This class will introduce students to the practice of ethnographic field work, or participant observation research. Students will read works on the practice of ethnography and actual ethnographic studies to acquire exposure to a variety of theoretical approaches, empirical topics, and debates. Students will also conduct several weeks of ethnographic research, produce field notes, and write a short final paper based on their research. Each week we will discuss the field notes, which students will have exchanged before each session. The class should appeal to students interested in both the social sciences and the humanities, in part because it concerns the study of and reflection upon the human condition in live situations, and in part because the main theoretical approaches to the practice are rooted in deeper philosophical traditions. So, while becoming familiar with ethnographic theory students will be introduced to philosophical strains such as semiotics, existentialism, pragmatism, and phenomenology.
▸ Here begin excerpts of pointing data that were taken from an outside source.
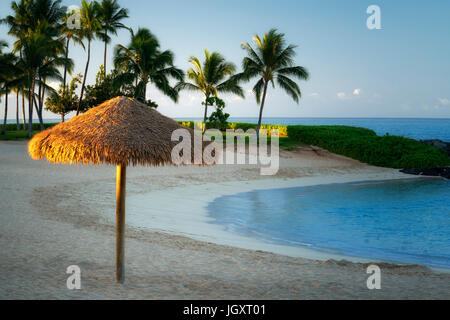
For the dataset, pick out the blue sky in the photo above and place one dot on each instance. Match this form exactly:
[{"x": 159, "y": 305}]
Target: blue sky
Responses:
[{"x": 402, "y": 70}]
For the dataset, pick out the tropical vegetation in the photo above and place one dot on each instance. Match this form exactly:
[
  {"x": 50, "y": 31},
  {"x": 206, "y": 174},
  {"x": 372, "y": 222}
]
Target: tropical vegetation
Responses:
[
  {"x": 212, "y": 76},
  {"x": 272, "y": 60}
]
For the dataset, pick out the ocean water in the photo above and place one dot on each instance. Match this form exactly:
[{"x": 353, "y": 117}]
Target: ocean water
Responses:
[
  {"x": 395, "y": 221},
  {"x": 407, "y": 127}
]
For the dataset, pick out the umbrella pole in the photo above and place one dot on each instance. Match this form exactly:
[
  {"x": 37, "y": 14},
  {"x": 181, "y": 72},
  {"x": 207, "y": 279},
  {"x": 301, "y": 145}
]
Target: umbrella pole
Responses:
[{"x": 120, "y": 223}]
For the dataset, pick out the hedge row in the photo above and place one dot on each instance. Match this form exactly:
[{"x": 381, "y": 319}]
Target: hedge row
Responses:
[
  {"x": 364, "y": 145},
  {"x": 282, "y": 130},
  {"x": 36, "y": 126}
]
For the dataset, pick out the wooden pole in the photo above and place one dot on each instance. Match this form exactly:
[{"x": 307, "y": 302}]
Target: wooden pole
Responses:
[{"x": 120, "y": 223}]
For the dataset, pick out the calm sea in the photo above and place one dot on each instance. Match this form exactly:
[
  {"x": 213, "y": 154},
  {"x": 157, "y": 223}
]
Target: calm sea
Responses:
[
  {"x": 395, "y": 221},
  {"x": 408, "y": 127}
]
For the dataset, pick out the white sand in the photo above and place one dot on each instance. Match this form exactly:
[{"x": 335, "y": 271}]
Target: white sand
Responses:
[{"x": 56, "y": 216}]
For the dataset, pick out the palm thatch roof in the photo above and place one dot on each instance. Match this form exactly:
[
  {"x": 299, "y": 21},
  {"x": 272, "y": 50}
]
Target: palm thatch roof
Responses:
[{"x": 121, "y": 131}]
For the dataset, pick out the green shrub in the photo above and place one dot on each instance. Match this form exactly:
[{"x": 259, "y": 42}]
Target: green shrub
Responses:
[{"x": 364, "y": 145}]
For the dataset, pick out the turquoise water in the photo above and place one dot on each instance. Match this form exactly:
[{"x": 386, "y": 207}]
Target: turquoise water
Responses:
[
  {"x": 395, "y": 221},
  {"x": 408, "y": 127}
]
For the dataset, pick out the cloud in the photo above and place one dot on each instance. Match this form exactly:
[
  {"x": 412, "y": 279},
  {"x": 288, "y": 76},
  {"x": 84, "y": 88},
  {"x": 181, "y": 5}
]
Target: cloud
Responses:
[
  {"x": 444, "y": 101},
  {"x": 341, "y": 95}
]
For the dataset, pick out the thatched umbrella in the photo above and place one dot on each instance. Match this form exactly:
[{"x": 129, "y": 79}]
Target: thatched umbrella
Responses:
[{"x": 120, "y": 132}]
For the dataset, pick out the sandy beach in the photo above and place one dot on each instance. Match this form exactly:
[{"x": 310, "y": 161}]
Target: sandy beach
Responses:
[{"x": 56, "y": 216}]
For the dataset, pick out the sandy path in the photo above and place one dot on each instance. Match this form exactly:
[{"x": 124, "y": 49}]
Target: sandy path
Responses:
[{"x": 54, "y": 216}]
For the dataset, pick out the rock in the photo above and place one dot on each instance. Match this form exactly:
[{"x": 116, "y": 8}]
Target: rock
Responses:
[
  {"x": 438, "y": 144},
  {"x": 433, "y": 172}
]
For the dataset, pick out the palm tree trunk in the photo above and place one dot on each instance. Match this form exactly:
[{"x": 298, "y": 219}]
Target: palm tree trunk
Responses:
[
  {"x": 204, "y": 117},
  {"x": 6, "y": 111},
  {"x": 41, "y": 122},
  {"x": 23, "y": 100},
  {"x": 84, "y": 79},
  {"x": 65, "y": 66},
  {"x": 39, "y": 104},
  {"x": 30, "y": 107},
  {"x": 261, "y": 109},
  {"x": 104, "y": 54},
  {"x": 24, "y": 120},
  {"x": 17, "y": 110}
]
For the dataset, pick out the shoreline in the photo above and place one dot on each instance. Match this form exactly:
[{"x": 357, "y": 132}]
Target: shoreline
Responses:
[
  {"x": 55, "y": 216},
  {"x": 190, "y": 218}
]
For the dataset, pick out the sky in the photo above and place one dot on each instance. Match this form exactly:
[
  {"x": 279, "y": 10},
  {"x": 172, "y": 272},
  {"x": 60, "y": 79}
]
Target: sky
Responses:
[{"x": 400, "y": 70}]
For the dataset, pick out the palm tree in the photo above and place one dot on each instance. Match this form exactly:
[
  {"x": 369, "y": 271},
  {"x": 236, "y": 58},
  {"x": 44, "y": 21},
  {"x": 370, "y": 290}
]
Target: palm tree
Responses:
[
  {"x": 110, "y": 15},
  {"x": 34, "y": 51},
  {"x": 272, "y": 60},
  {"x": 7, "y": 73},
  {"x": 215, "y": 75},
  {"x": 90, "y": 25},
  {"x": 35, "y": 23},
  {"x": 142, "y": 63},
  {"x": 18, "y": 26},
  {"x": 69, "y": 34}
]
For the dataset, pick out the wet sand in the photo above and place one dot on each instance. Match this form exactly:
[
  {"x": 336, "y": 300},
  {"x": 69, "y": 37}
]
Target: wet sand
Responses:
[{"x": 56, "y": 216}]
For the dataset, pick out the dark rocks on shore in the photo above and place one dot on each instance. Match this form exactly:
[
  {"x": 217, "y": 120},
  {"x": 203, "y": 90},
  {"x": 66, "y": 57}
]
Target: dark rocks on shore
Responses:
[
  {"x": 433, "y": 172},
  {"x": 438, "y": 144}
]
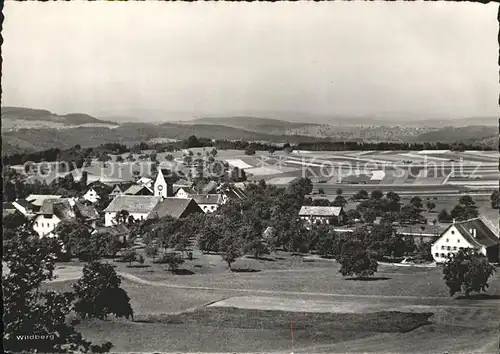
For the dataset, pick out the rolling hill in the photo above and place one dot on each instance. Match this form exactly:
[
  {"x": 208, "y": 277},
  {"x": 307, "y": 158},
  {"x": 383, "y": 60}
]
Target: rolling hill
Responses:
[
  {"x": 253, "y": 124},
  {"x": 14, "y": 118}
]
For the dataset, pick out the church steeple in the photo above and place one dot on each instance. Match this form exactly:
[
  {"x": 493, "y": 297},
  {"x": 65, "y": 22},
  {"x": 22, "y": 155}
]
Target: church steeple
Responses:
[{"x": 160, "y": 186}]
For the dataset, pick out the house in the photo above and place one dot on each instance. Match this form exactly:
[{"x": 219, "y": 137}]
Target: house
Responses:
[
  {"x": 120, "y": 231},
  {"x": 473, "y": 233},
  {"x": 8, "y": 208},
  {"x": 37, "y": 200},
  {"x": 231, "y": 193},
  {"x": 184, "y": 192},
  {"x": 208, "y": 202},
  {"x": 54, "y": 211},
  {"x": 182, "y": 183},
  {"x": 138, "y": 189},
  {"x": 161, "y": 188},
  {"x": 325, "y": 215},
  {"x": 138, "y": 206},
  {"x": 95, "y": 192},
  {"x": 145, "y": 181},
  {"x": 175, "y": 207},
  {"x": 119, "y": 189}
]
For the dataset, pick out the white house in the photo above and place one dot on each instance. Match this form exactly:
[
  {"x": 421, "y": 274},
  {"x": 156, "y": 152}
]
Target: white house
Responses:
[
  {"x": 472, "y": 233},
  {"x": 137, "y": 206},
  {"x": 208, "y": 202},
  {"x": 53, "y": 211},
  {"x": 24, "y": 207},
  {"x": 184, "y": 192},
  {"x": 91, "y": 195},
  {"x": 322, "y": 214}
]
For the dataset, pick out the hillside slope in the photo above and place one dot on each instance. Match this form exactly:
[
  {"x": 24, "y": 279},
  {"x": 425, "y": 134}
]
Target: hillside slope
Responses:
[
  {"x": 254, "y": 124},
  {"x": 20, "y": 117}
]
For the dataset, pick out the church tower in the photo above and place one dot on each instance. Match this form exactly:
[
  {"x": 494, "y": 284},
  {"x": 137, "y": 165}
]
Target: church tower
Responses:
[{"x": 160, "y": 186}]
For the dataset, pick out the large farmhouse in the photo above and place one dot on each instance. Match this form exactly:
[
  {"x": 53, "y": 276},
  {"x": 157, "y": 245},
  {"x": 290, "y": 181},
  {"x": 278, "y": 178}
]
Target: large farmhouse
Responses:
[
  {"x": 54, "y": 211},
  {"x": 472, "y": 233},
  {"x": 137, "y": 206},
  {"x": 322, "y": 214}
]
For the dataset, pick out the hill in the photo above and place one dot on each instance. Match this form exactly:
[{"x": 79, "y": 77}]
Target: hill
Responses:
[
  {"x": 253, "y": 124},
  {"x": 458, "y": 134},
  {"x": 19, "y": 117}
]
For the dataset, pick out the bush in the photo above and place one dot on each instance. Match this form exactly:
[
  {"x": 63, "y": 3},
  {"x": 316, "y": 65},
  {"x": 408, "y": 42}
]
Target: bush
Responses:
[
  {"x": 174, "y": 260},
  {"x": 467, "y": 271}
]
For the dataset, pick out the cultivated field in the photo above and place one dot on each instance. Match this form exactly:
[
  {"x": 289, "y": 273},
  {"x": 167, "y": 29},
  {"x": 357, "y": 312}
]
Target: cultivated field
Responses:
[{"x": 306, "y": 308}]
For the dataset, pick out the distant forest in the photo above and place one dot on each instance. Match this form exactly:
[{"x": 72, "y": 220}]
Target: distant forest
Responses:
[{"x": 77, "y": 156}]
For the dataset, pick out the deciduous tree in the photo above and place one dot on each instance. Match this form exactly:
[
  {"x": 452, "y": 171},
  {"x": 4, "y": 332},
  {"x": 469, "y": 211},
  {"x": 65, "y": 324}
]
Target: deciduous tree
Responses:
[{"x": 467, "y": 271}]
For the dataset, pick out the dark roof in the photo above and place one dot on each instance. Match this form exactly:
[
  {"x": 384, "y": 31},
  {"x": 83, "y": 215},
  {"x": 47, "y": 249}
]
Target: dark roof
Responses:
[
  {"x": 8, "y": 206},
  {"x": 210, "y": 187},
  {"x": 86, "y": 211},
  {"x": 206, "y": 198},
  {"x": 137, "y": 188},
  {"x": 133, "y": 203},
  {"x": 484, "y": 236},
  {"x": 188, "y": 190},
  {"x": 174, "y": 207},
  {"x": 24, "y": 203},
  {"x": 63, "y": 210},
  {"x": 117, "y": 230}
]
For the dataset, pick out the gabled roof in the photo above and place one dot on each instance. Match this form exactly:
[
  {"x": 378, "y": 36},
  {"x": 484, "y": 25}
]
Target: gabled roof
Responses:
[
  {"x": 320, "y": 211},
  {"x": 37, "y": 199},
  {"x": 206, "y": 198},
  {"x": 183, "y": 183},
  {"x": 8, "y": 206},
  {"x": 188, "y": 190},
  {"x": 209, "y": 187},
  {"x": 173, "y": 207},
  {"x": 86, "y": 211},
  {"x": 24, "y": 203},
  {"x": 133, "y": 203},
  {"x": 484, "y": 236},
  {"x": 136, "y": 188}
]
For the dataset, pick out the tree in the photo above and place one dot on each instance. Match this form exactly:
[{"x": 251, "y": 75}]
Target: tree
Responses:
[
  {"x": 362, "y": 194},
  {"x": 430, "y": 205},
  {"x": 467, "y": 271},
  {"x": 30, "y": 310},
  {"x": 355, "y": 260},
  {"x": 152, "y": 250},
  {"x": 99, "y": 294},
  {"x": 169, "y": 157},
  {"x": 417, "y": 202},
  {"x": 444, "y": 216},
  {"x": 339, "y": 199},
  {"x": 250, "y": 151},
  {"x": 495, "y": 199},
  {"x": 377, "y": 194}
]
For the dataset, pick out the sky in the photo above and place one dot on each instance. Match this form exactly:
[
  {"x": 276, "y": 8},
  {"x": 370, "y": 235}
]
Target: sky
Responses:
[{"x": 180, "y": 60}]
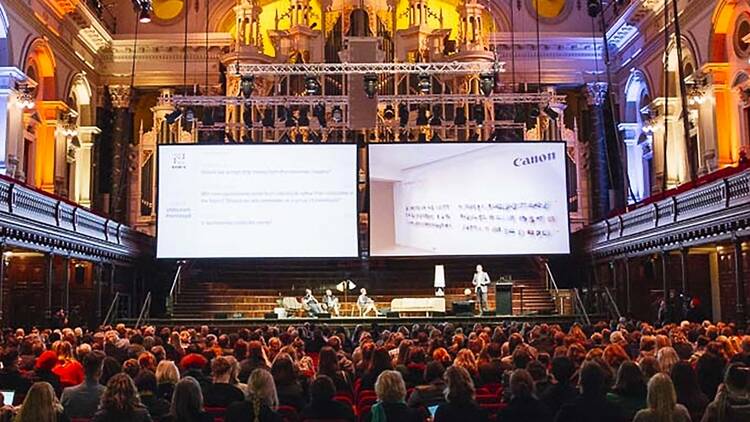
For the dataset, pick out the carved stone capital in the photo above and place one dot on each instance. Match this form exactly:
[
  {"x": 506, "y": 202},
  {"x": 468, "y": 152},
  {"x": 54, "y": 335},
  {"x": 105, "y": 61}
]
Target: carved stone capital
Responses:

This course fulfills the Social Science requirement
Omar M. McRoberts is currently an Associate Professor in the Department of Sociology and The College. McRoberts' scholarly and teaching interests include the sociology of religion, urban sociology, urban poverty, race, and collective action. His first book, Streets of Glory: Church and Community in a Black Urban Neighborhood is based on an ethnographic study of religious life in Four Corners: a poor, predominantly black neighborhood in Boston containing twenty-nine congregations. It explains the high concentration, wide variety, and ambiguous social impact of religious activity in the neighborhood. It won the 2005 Distinguished Book Award from the Society for the Scientific Study of Religion. McRoberts currently is conducting a study of black religious responses to, and influences on, social welfare policy since the New Deal, culminating with George W. Bush's Office of Faith Based and Community Initiatives. He is also initiating an ethnographic project on cultures of death and dying among black congregations in low-income urban contexts.